Caesar Mandal, TNN | Nov 26, 2011, 06.04AM IST
WEST MIDNAPORE: Why did Kishanji risk coming out of hiding when he knew that security forces were on the offensive in Bengal?
It appears that the Maoist politburo member was alarmed by the cracks in the ranks. The state rebel leadership had varying perceptions about the new government and of their own tactics. There was a growing disillusionment among second generation Maoist leaders. Besides, the federal functioning of the rebel organisation may have forced Kishanji's hand.
He had no choice but to get drawn into the quagmire of Jangalmahal. It was the last decision he ever took.
There was a growing lack of coordination between Bikash - known to be one of the closest to Kishanji - and Akash, who was not in the best of terms with the politburo member. Sashadhar Mahato's widow Suchitra, who got close to Kishanji after Sashadhar's death, also had her differences with Akash. The bitterness and confusion trickled down to the Maoist-led mass organisations and also their fringe connects in Kolkata. This was quite apparent from the text and tenor of the press releases issued from time to time.
Those following the developments can easily distinguish between the positive attitude of Akash towards the "peace process", and the combative ones issued by Baha Tudu. Though Akash repeatedly claimed that his view was approved by the CPI(Maoist) central committee, the zonal commanders and frontal leaders were eager to hear from Kishanji. In fact, Kishanji's silence to Mamata's peace offer was quite perplexing. If the Maoists had agreed to talks, why wasn't the media savvy Kishanji talking?
That's not all. The Maoist camp was divided on organisational tactics as well. For instance, senior CPI(Maoist) state committee members were not unanimous on the decision to kill intelligence branch inspector Partha Biswas and NGO activist Samarjit Basu, who were abducted from a Jangalmahal village.
A series of encounter killings and arrests had shaken up the Maoist ranks. Kishanji knew it would take his direct intervention. The cracks in the state leadership were already impeding the regrouping of Maoists in Bengal and their political expansion.
According to Maoist sources, Kishanji entered West Midnapore a fortnight ago to iron out the differences. He met front ranking Maoists in Bengal and was preparing to meet zonal commanders, such as Jayanta and Ranjan Munda, to explain to them the party strategy.
But little did Kishanji realise that the cellphone he once used to send across messages to the PLGA or his comrades to dodge police could also be used against him by members of his inner circle. This apprehension was growing within the Maoist ranks following Sasadhar Mahato's death in a police encounter. Leading Maoists had started to suspect moles within the ranks, who might be passing on vital information to security forces.
The fact that Maoists are not invincible is apparent from the series of surrenders, starting with Sobha Mandi and more recently the feared Jagori Baske. Even if they were removed from Maoist squads years ago, the police have already established contacts with some of the men within the squads. The renegades, who are yet to surrender, have been feeding police with specific information about Kishanji like they did when Sasadhar Mahato was in hiding. They have also ratted on Kishanji's core team and their way of functioning - vital clues to anyone trying to second guess his moves.

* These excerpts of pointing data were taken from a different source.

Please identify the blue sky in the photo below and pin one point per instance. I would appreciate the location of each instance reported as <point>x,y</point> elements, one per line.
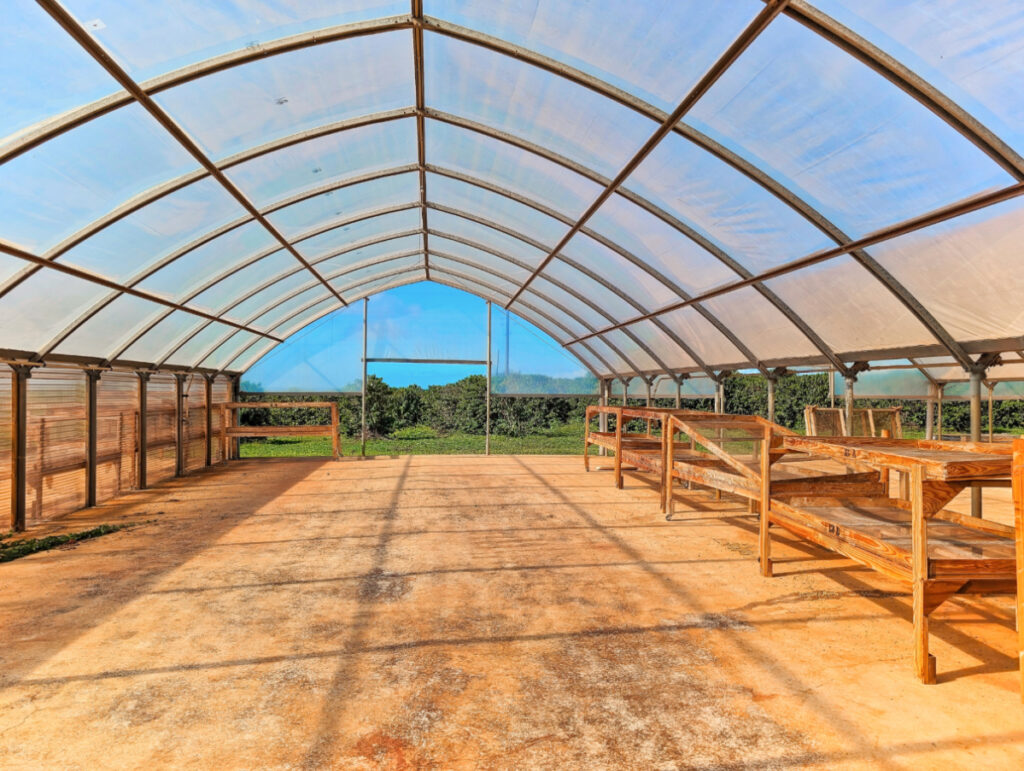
<point>419,320</point>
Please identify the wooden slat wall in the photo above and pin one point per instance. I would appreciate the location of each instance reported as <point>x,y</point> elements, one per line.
<point>56,439</point>
<point>221,394</point>
<point>161,435</point>
<point>5,439</point>
<point>196,423</point>
<point>117,434</point>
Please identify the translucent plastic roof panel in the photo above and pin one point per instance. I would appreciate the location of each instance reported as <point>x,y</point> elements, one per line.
<point>241,282</point>
<point>973,50</point>
<point>967,270</point>
<point>709,343</point>
<point>326,161</point>
<point>158,341</point>
<point>112,327</point>
<point>152,38</point>
<point>509,167</point>
<point>862,151</point>
<point>122,249</point>
<point>370,253</point>
<point>41,306</point>
<point>340,238</point>
<point>348,203</point>
<point>658,245</point>
<point>58,187</point>
<point>740,216</point>
<point>828,295</point>
<point>503,210</point>
<point>488,237</point>
<point>223,253</point>
<point>43,72</point>
<point>250,104</point>
<point>445,247</point>
<point>760,325</point>
<point>510,95</point>
<point>654,49</point>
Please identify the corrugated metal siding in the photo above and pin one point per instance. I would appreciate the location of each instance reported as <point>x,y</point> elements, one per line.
<point>6,383</point>
<point>117,434</point>
<point>56,438</point>
<point>161,436</point>
<point>196,423</point>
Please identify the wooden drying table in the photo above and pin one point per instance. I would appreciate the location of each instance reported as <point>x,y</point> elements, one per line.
<point>939,553</point>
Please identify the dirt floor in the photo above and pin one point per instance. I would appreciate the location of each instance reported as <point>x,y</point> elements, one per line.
<point>476,612</point>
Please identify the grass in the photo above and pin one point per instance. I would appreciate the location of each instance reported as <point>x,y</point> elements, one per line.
<point>11,550</point>
<point>561,440</point>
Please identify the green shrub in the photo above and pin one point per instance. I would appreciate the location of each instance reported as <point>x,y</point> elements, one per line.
<point>415,432</point>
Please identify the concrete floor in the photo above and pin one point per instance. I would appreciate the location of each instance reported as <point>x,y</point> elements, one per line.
<point>476,612</point>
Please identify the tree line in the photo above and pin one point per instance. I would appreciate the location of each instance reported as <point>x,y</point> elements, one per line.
<point>460,408</point>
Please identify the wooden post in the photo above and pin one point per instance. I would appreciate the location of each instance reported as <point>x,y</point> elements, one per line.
<point>179,434</point>
<point>363,433</point>
<point>848,404</point>
<point>619,448</point>
<point>1018,486</point>
<point>930,415</point>
<point>143,381</point>
<point>764,540</point>
<point>924,662</point>
<point>209,418</point>
<point>486,422</point>
<point>91,439</point>
<point>18,444</point>
<point>975,389</point>
<point>335,439</point>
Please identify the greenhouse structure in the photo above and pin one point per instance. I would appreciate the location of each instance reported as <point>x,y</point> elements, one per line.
<point>228,226</point>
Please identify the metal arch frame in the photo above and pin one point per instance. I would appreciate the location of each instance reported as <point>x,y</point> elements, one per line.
<point>82,37</point>
<point>918,88</point>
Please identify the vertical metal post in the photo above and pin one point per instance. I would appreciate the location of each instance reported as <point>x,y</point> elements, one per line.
<point>848,404</point>
<point>209,418</point>
<point>91,439</point>
<point>486,422</point>
<point>143,380</point>
<point>363,440</point>
<point>991,411</point>
<point>975,390</point>
<point>18,444</point>
<point>179,434</point>
<point>930,414</point>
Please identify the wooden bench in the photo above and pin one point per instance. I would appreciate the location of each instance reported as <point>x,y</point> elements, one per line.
<point>230,430</point>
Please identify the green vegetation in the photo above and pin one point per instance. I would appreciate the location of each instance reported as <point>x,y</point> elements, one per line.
<point>11,550</point>
<point>450,419</point>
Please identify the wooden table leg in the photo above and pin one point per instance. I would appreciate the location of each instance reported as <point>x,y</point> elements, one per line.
<point>924,662</point>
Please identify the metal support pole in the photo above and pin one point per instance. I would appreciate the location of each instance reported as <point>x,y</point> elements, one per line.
<point>18,444</point>
<point>849,380</point>
<point>975,390</point>
<point>363,440</point>
<point>143,380</point>
<point>930,415</point>
<point>91,427</point>
<point>208,395</point>
<point>486,422</point>
<point>991,412</point>
<point>180,413</point>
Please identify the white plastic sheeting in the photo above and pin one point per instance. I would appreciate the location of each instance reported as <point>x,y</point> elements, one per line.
<point>138,139</point>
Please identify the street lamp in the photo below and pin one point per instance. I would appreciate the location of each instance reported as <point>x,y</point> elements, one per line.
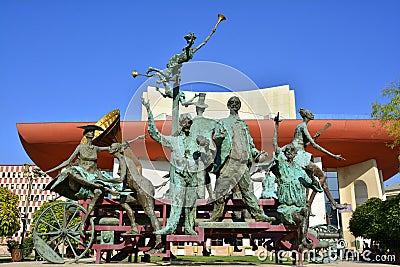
<point>27,174</point>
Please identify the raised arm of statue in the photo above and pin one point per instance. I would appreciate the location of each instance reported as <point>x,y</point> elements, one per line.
<point>66,162</point>
<point>309,139</point>
<point>220,18</point>
<point>275,137</point>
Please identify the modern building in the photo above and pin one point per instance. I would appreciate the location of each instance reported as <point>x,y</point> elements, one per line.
<point>369,161</point>
<point>12,177</point>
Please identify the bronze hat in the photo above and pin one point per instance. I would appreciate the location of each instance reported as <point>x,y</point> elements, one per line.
<point>91,127</point>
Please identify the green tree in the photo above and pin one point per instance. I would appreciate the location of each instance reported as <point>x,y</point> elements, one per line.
<point>389,112</point>
<point>9,213</point>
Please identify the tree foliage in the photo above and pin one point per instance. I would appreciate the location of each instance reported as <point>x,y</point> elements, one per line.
<point>9,213</point>
<point>378,220</point>
<point>389,113</point>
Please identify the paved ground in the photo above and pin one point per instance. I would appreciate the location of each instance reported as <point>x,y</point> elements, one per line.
<point>90,263</point>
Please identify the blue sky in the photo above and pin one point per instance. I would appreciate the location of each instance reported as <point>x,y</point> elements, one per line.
<point>72,60</point>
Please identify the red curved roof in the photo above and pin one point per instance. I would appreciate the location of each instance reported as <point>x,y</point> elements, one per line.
<point>48,144</point>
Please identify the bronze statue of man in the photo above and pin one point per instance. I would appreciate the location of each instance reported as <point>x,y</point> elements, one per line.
<point>235,153</point>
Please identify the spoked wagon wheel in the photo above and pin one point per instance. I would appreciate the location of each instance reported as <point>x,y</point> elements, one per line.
<point>57,233</point>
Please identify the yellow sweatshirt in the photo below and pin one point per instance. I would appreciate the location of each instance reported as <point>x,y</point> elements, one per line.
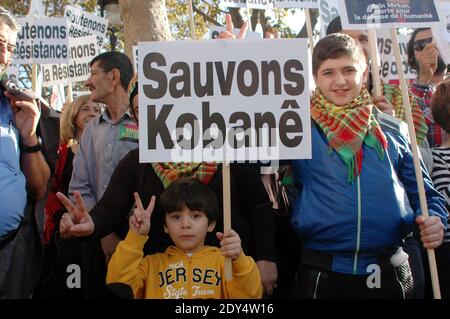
<point>174,275</point>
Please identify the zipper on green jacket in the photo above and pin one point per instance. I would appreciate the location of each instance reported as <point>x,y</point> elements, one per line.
<point>358,226</point>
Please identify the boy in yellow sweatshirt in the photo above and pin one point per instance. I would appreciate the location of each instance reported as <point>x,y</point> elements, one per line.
<point>189,269</point>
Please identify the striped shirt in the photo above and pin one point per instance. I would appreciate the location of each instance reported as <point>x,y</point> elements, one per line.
<point>441,178</point>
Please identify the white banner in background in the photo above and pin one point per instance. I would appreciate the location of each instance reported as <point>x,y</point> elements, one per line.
<point>329,10</point>
<point>311,4</point>
<point>363,14</point>
<point>82,23</point>
<point>388,67</point>
<point>223,100</point>
<point>82,51</point>
<point>252,4</point>
<point>42,40</point>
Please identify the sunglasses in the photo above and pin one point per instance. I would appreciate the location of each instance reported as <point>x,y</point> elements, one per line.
<point>419,45</point>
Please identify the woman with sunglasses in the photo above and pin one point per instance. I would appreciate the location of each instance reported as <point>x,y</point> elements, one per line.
<point>423,57</point>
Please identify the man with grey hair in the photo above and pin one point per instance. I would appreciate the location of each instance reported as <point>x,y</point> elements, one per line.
<point>23,177</point>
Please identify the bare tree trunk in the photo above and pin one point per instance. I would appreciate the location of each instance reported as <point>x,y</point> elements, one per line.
<point>144,20</point>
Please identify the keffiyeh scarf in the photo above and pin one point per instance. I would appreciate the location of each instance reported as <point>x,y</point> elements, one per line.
<point>347,127</point>
<point>170,172</point>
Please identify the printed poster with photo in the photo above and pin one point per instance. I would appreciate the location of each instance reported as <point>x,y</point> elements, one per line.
<point>364,14</point>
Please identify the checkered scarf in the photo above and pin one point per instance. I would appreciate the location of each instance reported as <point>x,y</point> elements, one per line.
<point>170,172</point>
<point>347,127</point>
<point>394,95</point>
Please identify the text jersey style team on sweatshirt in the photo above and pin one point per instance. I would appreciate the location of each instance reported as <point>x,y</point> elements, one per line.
<point>173,274</point>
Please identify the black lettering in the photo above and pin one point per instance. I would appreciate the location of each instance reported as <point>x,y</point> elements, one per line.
<point>155,75</point>
<point>184,79</point>
<point>208,120</point>
<point>260,120</point>
<point>266,69</point>
<point>207,88</point>
<point>225,82</point>
<point>295,77</point>
<point>245,127</point>
<point>158,125</point>
<point>248,65</point>
<point>192,121</point>
<point>286,129</point>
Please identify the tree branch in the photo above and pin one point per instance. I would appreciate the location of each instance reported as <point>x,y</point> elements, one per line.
<point>205,16</point>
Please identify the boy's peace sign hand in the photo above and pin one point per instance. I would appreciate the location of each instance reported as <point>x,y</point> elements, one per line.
<point>140,220</point>
<point>76,222</point>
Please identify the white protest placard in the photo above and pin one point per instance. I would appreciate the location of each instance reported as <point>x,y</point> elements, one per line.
<point>442,34</point>
<point>82,23</point>
<point>82,51</point>
<point>36,9</point>
<point>311,4</point>
<point>252,4</point>
<point>328,10</point>
<point>215,30</point>
<point>42,40</point>
<point>363,14</point>
<point>388,66</point>
<point>76,94</point>
<point>135,58</point>
<point>223,100</point>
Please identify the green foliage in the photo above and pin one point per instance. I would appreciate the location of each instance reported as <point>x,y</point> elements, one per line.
<point>179,21</point>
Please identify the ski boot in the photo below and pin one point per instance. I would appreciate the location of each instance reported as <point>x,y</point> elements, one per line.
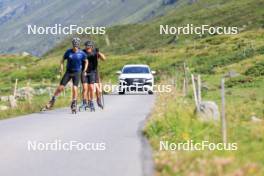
<point>83,106</point>
<point>49,105</point>
<point>74,106</point>
<point>99,103</point>
<point>91,106</point>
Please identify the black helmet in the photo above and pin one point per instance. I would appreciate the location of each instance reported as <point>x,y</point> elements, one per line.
<point>76,42</point>
<point>89,44</point>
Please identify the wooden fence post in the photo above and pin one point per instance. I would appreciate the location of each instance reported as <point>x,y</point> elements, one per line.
<point>199,90</point>
<point>186,79</point>
<point>195,94</point>
<point>223,117</point>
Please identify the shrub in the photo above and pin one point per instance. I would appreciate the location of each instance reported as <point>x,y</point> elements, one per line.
<point>256,70</point>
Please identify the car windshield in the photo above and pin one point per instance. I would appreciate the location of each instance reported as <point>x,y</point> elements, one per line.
<point>134,70</point>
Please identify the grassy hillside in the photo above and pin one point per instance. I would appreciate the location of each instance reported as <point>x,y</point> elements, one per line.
<point>210,56</point>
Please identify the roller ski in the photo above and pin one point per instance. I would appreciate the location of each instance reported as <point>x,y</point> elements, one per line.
<point>100,103</point>
<point>74,107</point>
<point>84,106</point>
<point>91,106</point>
<point>48,106</point>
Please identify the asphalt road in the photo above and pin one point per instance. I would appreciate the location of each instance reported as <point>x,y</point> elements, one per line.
<point>104,143</point>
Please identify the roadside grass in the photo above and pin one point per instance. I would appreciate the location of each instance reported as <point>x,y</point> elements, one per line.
<point>26,107</point>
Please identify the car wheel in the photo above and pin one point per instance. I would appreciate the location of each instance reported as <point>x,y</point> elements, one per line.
<point>122,92</point>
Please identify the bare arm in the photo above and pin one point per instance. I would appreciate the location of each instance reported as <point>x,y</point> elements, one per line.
<point>101,56</point>
<point>85,66</point>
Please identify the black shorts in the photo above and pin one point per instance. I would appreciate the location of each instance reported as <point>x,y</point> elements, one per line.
<point>75,77</point>
<point>90,78</point>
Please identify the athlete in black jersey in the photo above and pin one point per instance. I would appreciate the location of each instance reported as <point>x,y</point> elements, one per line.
<point>92,76</point>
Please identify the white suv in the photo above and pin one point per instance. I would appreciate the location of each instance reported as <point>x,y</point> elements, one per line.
<point>135,78</point>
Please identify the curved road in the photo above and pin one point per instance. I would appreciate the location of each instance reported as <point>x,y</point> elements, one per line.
<point>113,140</point>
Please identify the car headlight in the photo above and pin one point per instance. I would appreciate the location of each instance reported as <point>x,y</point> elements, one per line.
<point>149,80</point>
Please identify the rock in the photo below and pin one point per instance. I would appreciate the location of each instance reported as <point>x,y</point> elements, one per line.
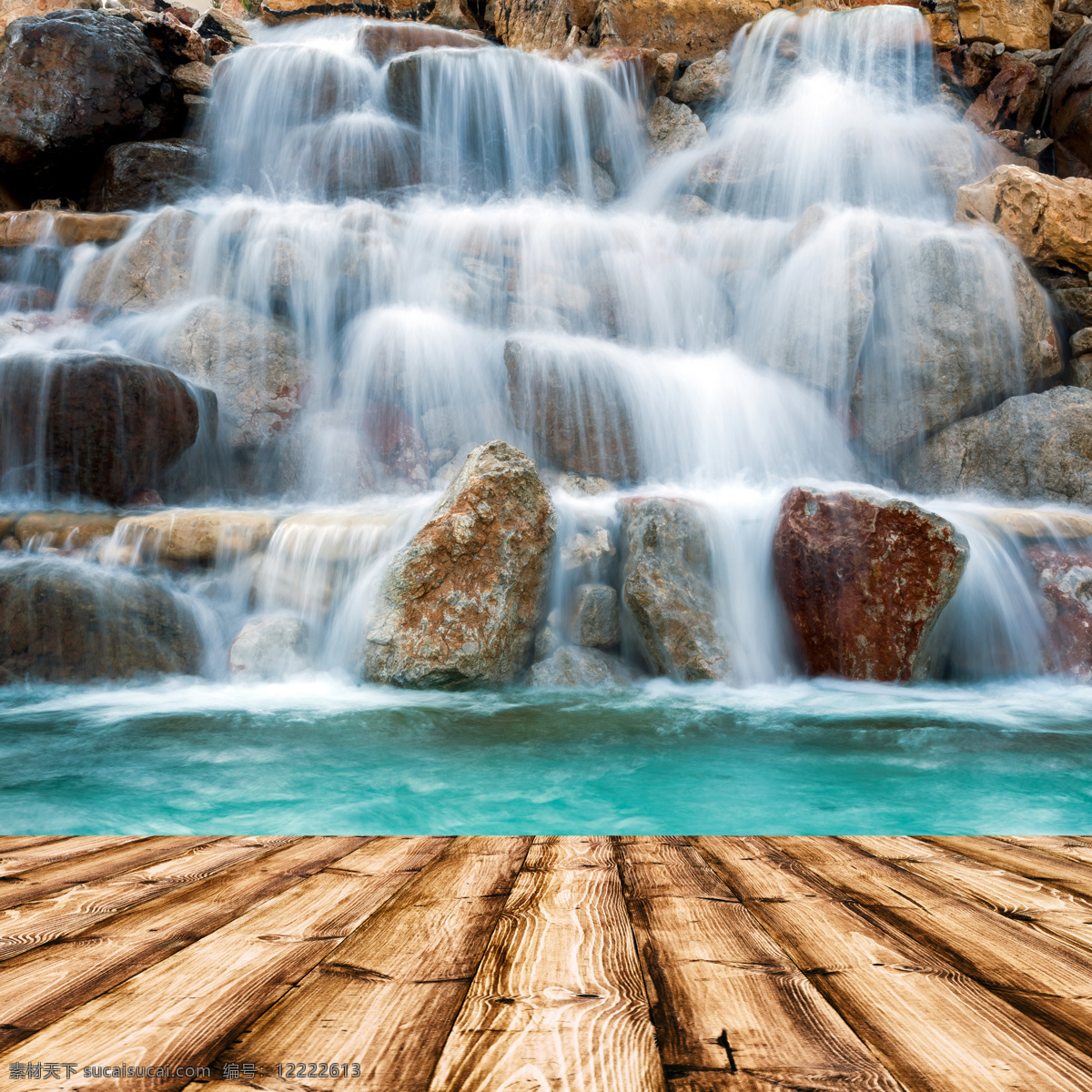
<point>864,581</point>
<point>250,361</point>
<point>72,622</point>
<point>150,268</point>
<point>195,535</point>
<point>1013,98</point>
<point>176,43</point>
<point>147,173</point>
<point>1048,219</point>
<point>1065,584</point>
<point>578,418</point>
<point>1020,25</point>
<point>949,339</point>
<point>666,66</point>
<point>578,669</point>
<point>268,649</point>
<point>672,128</point>
<point>1036,447</point>
<point>194,79</point>
<point>589,555</point>
<point>382,42</point>
<point>539,25</point>
<point>1064,25</point>
<point>691,28</point>
<point>460,604</point>
<point>68,228</point>
<point>595,622</point>
<point>704,81</point>
<point>91,424</point>
<point>65,531</point>
<point>667,592</point>
<point>1071,106</point>
<point>217,23</point>
<point>76,82</point>
<point>273,12</point>
<point>397,443</point>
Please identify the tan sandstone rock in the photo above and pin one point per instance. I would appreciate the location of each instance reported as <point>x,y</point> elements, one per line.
<point>1020,25</point>
<point>461,602</point>
<point>1049,219</point>
<point>195,534</point>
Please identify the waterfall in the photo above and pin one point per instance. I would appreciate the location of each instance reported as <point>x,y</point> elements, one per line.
<point>432,245</point>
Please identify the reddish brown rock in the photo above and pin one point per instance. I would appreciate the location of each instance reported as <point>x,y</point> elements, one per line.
<point>864,581</point>
<point>92,425</point>
<point>460,604</point>
<point>667,589</point>
<point>1065,582</point>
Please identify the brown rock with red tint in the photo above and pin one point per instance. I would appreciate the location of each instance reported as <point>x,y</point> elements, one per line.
<point>864,581</point>
<point>460,604</point>
<point>1065,582</point>
<point>91,425</point>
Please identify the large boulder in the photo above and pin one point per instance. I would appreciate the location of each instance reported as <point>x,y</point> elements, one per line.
<point>672,128</point>
<point>1033,447</point>
<point>147,173</point>
<point>1020,25</point>
<point>147,268</point>
<point>71,622</point>
<point>577,414</point>
<point>1071,106</point>
<point>1048,221</point>
<point>1065,584</point>
<point>692,28</point>
<point>864,581</point>
<point>76,82</point>
<point>91,424</point>
<point>461,602</point>
<point>249,360</point>
<point>667,593</point>
<point>944,342</point>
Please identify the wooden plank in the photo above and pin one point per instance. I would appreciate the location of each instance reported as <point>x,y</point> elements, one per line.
<point>1032,864</point>
<point>48,879</point>
<point>186,1008</point>
<point>41,986</point>
<point>10,844</point>
<point>387,998</point>
<point>558,1002</point>
<point>934,1027</point>
<point>77,907</point>
<point>1074,849</point>
<point>16,861</point>
<point>732,1011</point>
<point>1046,977</point>
<point>1041,905</point>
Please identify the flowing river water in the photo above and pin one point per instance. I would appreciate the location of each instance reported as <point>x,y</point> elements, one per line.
<point>505,203</point>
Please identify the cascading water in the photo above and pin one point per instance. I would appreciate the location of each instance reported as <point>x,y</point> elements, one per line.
<point>399,249</point>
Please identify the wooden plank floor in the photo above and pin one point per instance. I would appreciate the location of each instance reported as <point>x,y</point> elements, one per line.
<point>546,965</point>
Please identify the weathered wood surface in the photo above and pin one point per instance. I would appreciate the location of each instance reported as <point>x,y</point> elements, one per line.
<point>550,965</point>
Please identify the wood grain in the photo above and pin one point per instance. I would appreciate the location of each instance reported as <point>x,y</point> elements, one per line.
<point>732,1011</point>
<point>47,879</point>
<point>388,996</point>
<point>1044,976</point>
<point>558,1002</point>
<point>50,850</point>
<point>77,907</point>
<point>934,1027</point>
<point>184,1009</point>
<point>41,986</point>
<point>1073,876</point>
<point>1041,905</point>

A section of the Maoists, however, has started suspecting the peace process itself. They argue that the Centre and state governments have earlier used this tactic to track high-profile Maoist leaders. They took lesson from Andhra Pradesh, where politburo member Azad was killed in an encounter while returning from peace negotiations with the Centre.
Kishanji's death also came at a time when the state government was in peace talks. Chief minister Mamata Banerjee has been earnest about bringing about peace in Jangalmahal and has repeatedly urged Maoists to surrender. She even refused to disband the state-appointed band of mediators when they offered to resign because of the continuing security operations.
But how could the security forces track Kishanji when he was nowhere in the peace initiative? Organisers close to the Maoists have started suspecting Akash. They maintain that the state appointed interlocutors got in touch with Akash who gave his views after consultations with Kishanji. This might have helped security forces track Kishanji's location. The forces also started cultivating moles within the Maoist squads and the local sources to zero in on the fugitive. The renegades in police contact might have then given additional inputs about Kishanji's defence and suggested ways to break the layers of his security.